O papel da mídia neste cenário constitui um importante instrumento de ação quando bem executado, extremamente útil ao proporcionar rapidez na transmissão de informações sobre os casos e na mobilização aguda das coletividades em torno dos fatos noticiados. Por outro lado, o maior desafio não é a notícia em si, mas o enfrentamento ao silêncio perturbador que existe arredor de muitas das ocorrências ilustradas ao longo dos últimos anos.
Descrever a silhueta do termo desaparecido é deveras difícil, pois não existe uma categoria apropriada que preencha o seu real significado: foram sequestrados? Foram maltratados? Foram mortos? Estão presos em algum lugar contra sua vontade? Nenhum destes conceitos é suficiente para abarcar as dimensões do que ocorre nas vidas de quem desaparece e de suas famílias.

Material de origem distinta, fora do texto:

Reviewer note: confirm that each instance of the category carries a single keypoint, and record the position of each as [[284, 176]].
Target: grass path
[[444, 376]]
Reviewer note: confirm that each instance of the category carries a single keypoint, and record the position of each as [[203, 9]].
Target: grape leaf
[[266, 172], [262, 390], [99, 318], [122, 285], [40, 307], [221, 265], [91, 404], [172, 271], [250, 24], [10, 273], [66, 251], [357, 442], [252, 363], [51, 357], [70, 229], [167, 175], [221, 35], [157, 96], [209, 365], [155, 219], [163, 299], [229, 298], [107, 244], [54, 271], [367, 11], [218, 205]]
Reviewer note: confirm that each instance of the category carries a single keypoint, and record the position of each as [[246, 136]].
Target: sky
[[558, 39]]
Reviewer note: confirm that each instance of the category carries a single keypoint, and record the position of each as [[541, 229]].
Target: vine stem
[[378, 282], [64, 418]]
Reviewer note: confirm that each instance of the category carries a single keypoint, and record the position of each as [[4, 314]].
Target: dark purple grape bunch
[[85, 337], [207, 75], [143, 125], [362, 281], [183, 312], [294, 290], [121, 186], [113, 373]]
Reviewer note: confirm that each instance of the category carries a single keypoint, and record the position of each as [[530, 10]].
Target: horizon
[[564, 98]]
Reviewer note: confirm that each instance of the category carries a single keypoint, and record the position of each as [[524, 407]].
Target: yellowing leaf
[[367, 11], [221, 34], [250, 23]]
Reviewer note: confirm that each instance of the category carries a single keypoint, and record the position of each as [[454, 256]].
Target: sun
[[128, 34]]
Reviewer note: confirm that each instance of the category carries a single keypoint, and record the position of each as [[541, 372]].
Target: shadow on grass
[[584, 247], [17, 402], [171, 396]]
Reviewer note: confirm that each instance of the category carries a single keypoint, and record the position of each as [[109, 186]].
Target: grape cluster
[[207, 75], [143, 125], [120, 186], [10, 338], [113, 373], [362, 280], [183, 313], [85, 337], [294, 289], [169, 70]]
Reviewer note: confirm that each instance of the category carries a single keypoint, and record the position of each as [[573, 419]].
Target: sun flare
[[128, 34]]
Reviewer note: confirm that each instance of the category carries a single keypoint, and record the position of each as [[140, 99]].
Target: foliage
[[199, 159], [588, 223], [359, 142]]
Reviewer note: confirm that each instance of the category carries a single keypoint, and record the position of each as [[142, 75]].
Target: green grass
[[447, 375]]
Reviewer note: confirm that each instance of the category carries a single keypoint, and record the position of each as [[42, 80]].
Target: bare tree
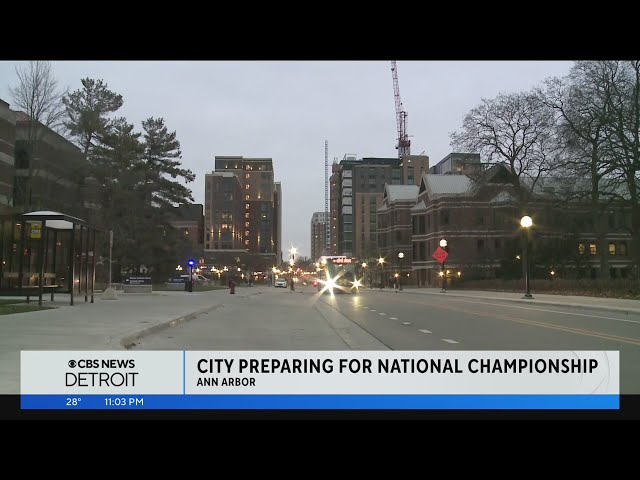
[[625, 141], [582, 101], [515, 129], [37, 94]]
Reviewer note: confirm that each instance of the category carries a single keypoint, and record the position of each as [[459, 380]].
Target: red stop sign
[[440, 255]]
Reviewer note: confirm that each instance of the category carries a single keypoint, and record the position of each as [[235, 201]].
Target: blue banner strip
[[319, 402]]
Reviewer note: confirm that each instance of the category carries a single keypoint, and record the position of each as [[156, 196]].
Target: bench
[[33, 290], [137, 288]]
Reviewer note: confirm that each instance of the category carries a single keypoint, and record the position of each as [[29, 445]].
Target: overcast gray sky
[[286, 110]]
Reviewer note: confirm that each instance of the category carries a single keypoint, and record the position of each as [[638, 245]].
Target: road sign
[[36, 230], [440, 255]]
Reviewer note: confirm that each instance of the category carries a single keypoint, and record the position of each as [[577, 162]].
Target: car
[[197, 279], [201, 280]]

A experiência de quem passou por tais episódios indica que com o passar do tempo, outras ideias são associadas como quebra, fratura, vazio, invisibilidade, inexistência, ausência, ou seja, a imagem comum da negação: como delito, é a negação de provas, de identidade, de corpo, de fato, do destino; como pessoa, sua identidade é de um sujeito negado, um indivíduo recortado, um corpo separado do nome, um nome isolado de sua história.
Tudo leva à clandestinidade e representa em seu ponto máximo uma prática social peculiar de exclusão que condena populações inteiras ao martírio de fazerem parte de uma geração de eliminados, ocultados, apagados e desaparecidos.
Da Vala de Perus à uma infinidade de ‘covas rasas’ vê-se dezenas de milhares de histórias interrompidas de brasileiros, muitos destes jovens, cujas linhas de existência mal se iniciaram. Pior, persiste a dúvida deletéria sobre o destino de quem ainda não se encontrou, que motiva uma espécie de luto infinito e que corrói, pouco a pouco, a saúde, a sanidade, o espírito e a esperança de quem ficou, em especial daqueles que detém o sentimento materno-fraternal.
Mesmo acompanhando dezenas de casos de pessoas que desaparecem em Rondônia, todos os dias, segue a sensação de que falta esforço para ‘desenterrar’ estas histórias e colocá-las na mesa de prioridades das políticas públicas. A negação não é uma mera ficção, ela é real e condiciona o exercício da cidadania, das obrigações e deveres dos poderes instituídos e da construção de um sentimento de empatia coletiva que indica a existência de um povo.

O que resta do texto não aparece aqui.